最後に、list_of_ingredientsの内容をコンソールに出力します。文字列が6つの要素を持つリストに変換され、各要素がそれぞれ1つの材料に対応していることが確認できます。
分割回数を制限する方法
maxsplitパラメータを使うと、文字列を分割する回数に上限を設けることができます。例えば、リストの最初の3つの材料だけを分割し、残りはそのままにしたい場合は、次のようなコードになります。
ingredients = "2 eggs, 125ml Vegetable oil, 250ml Semi-skimmed milk, 250g golden caster sugar, 400g self-raising flour, 100g chocolate chips"
list_of_ingredients = ingredients.split(",", 3)
print(list_of_ingredients)
このコードの出力結果は以下の通りです。
['2 eggs', ' 125ml Vegetable oil', ' 250ml Semi-skimmed milk', ' 250g golden caster sugar, 400g self-raising flour, 100g chocolate chips']
このコードでは、maxsplitパラメータに3を指定しています。separatorには、最初の例と同じくカンマを指定しています。
maxsplitパラメータを指定すると、文字列は最大3つの要素に分割され、残りの文字列はそのままリストの最後の要素として追加されます。
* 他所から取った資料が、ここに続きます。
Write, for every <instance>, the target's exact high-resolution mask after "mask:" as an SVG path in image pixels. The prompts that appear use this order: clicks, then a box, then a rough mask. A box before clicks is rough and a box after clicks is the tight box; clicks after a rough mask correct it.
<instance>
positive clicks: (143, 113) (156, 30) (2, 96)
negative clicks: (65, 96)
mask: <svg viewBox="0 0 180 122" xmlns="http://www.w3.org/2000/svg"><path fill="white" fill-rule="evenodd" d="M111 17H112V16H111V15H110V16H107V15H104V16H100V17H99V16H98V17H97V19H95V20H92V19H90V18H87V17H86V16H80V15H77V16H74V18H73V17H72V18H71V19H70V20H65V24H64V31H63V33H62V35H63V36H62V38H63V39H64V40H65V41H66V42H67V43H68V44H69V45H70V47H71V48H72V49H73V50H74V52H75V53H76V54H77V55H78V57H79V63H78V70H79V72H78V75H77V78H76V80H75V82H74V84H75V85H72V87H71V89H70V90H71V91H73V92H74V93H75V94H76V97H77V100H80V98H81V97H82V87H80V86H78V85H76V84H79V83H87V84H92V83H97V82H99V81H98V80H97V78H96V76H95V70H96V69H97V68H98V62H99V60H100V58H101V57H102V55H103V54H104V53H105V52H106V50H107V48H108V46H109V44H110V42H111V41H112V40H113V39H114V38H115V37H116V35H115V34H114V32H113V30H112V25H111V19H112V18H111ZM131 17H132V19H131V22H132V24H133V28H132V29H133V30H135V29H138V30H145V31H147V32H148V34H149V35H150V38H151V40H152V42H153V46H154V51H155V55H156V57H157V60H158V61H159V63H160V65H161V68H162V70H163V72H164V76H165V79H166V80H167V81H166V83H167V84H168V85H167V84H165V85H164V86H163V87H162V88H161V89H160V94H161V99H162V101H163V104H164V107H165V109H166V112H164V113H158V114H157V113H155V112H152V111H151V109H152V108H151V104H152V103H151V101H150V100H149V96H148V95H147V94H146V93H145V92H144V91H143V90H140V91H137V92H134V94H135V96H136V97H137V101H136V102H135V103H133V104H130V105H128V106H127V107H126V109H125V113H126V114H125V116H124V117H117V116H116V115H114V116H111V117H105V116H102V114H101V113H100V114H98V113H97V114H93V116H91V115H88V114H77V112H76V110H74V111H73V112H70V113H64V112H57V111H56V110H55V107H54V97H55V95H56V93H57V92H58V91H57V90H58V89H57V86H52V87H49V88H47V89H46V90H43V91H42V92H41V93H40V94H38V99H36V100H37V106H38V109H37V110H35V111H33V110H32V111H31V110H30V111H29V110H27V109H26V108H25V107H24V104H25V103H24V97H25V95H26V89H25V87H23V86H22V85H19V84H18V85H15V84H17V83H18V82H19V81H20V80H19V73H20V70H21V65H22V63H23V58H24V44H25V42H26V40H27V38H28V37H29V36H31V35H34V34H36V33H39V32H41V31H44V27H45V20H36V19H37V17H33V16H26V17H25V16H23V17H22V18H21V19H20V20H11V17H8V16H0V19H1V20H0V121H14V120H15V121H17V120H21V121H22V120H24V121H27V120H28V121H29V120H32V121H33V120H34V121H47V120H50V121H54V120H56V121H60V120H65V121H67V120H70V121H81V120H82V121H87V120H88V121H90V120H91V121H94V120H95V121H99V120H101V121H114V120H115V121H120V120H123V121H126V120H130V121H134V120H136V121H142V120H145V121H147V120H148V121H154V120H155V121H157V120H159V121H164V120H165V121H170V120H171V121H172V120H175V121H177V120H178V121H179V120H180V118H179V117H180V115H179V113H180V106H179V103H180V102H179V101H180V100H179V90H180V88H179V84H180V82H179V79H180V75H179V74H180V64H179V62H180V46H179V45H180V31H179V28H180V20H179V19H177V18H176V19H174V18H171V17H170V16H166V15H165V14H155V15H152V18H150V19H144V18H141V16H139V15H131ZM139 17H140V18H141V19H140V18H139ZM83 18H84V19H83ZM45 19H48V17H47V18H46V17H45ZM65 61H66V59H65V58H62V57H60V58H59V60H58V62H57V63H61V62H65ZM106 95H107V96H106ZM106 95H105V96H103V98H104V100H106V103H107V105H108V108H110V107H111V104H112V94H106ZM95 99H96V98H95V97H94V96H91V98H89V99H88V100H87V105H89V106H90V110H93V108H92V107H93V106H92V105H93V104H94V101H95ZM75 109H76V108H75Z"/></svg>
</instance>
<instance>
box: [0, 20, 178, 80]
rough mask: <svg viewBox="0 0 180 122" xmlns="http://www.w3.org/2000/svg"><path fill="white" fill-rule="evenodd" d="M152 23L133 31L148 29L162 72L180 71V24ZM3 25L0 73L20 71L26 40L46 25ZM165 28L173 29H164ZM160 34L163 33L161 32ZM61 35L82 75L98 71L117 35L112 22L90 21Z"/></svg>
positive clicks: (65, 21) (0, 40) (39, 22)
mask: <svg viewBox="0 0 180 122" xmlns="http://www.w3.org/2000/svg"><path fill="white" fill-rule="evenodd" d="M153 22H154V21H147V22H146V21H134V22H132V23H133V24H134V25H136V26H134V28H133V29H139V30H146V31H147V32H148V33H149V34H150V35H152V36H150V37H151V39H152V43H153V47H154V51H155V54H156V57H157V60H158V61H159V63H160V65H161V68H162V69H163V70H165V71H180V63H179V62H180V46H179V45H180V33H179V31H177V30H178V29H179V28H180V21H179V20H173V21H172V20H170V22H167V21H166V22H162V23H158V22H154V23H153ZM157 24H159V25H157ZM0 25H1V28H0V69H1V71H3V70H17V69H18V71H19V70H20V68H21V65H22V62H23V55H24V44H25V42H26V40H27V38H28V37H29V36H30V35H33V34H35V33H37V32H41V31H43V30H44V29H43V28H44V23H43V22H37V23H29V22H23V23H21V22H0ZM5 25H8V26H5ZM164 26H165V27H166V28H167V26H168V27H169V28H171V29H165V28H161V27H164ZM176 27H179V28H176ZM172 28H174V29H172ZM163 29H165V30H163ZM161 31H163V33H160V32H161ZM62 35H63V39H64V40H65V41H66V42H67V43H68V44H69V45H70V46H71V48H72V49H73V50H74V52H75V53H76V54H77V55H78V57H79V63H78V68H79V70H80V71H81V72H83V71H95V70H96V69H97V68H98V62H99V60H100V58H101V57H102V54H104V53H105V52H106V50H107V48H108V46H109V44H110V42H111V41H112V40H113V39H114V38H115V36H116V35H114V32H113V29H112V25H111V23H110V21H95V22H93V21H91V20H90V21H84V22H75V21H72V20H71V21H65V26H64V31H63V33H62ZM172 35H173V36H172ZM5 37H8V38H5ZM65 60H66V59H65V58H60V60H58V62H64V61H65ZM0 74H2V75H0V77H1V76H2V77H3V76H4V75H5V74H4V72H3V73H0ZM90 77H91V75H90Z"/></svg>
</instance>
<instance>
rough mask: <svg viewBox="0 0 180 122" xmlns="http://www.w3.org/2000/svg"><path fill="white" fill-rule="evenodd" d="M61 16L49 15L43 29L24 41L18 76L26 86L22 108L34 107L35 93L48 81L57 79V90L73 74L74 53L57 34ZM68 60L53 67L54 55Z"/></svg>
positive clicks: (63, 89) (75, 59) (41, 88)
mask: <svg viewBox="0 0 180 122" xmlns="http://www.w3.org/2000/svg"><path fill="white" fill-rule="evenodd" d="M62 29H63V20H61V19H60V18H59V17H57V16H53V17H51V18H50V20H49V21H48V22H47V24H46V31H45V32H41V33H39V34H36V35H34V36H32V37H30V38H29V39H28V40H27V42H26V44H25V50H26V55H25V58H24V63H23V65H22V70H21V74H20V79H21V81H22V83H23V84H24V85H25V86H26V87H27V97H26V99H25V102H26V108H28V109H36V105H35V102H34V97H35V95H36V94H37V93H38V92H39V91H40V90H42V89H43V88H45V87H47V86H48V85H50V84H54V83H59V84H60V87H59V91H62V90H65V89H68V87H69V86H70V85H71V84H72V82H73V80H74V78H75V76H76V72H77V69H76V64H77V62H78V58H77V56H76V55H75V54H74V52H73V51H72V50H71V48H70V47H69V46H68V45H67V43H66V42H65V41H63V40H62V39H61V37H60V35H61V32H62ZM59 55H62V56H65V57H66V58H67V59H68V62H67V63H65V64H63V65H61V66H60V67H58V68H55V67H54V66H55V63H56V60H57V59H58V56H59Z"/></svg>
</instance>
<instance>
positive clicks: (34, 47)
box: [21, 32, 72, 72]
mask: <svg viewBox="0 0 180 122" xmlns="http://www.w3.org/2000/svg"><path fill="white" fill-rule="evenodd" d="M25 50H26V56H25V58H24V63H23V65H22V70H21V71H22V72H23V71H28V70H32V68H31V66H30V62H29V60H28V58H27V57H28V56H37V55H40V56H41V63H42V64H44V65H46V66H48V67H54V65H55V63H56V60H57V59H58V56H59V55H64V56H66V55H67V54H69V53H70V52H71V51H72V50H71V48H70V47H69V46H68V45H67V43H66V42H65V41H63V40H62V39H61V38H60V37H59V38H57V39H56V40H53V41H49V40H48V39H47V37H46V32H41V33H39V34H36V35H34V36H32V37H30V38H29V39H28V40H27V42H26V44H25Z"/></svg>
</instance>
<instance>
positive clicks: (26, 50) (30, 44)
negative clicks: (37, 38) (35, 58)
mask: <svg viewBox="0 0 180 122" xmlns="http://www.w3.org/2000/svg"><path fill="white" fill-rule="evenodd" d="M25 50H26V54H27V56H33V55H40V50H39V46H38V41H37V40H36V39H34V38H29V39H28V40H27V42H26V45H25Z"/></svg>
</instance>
その結果、リストには4つの要素だけが含まれています。最初の3つの要素は個別の材料であり、最後の要素には元の文字列の残りの部分がそのまま入っています。
まとめ
Pythonのsplit()メソッドを使うと、指定した区切り文字をもとに文字列をリストへ分割できます。例えば、カンマ(,)で文字列を分割したり、特定の文字で分割したりすることが可能です。
この記事では、Pythonの文字列の基礎と、split()メソッドの基本的な使い方について解説しました。これであなたも、プロのようにsplit()メソッドを使いこなせるはずです。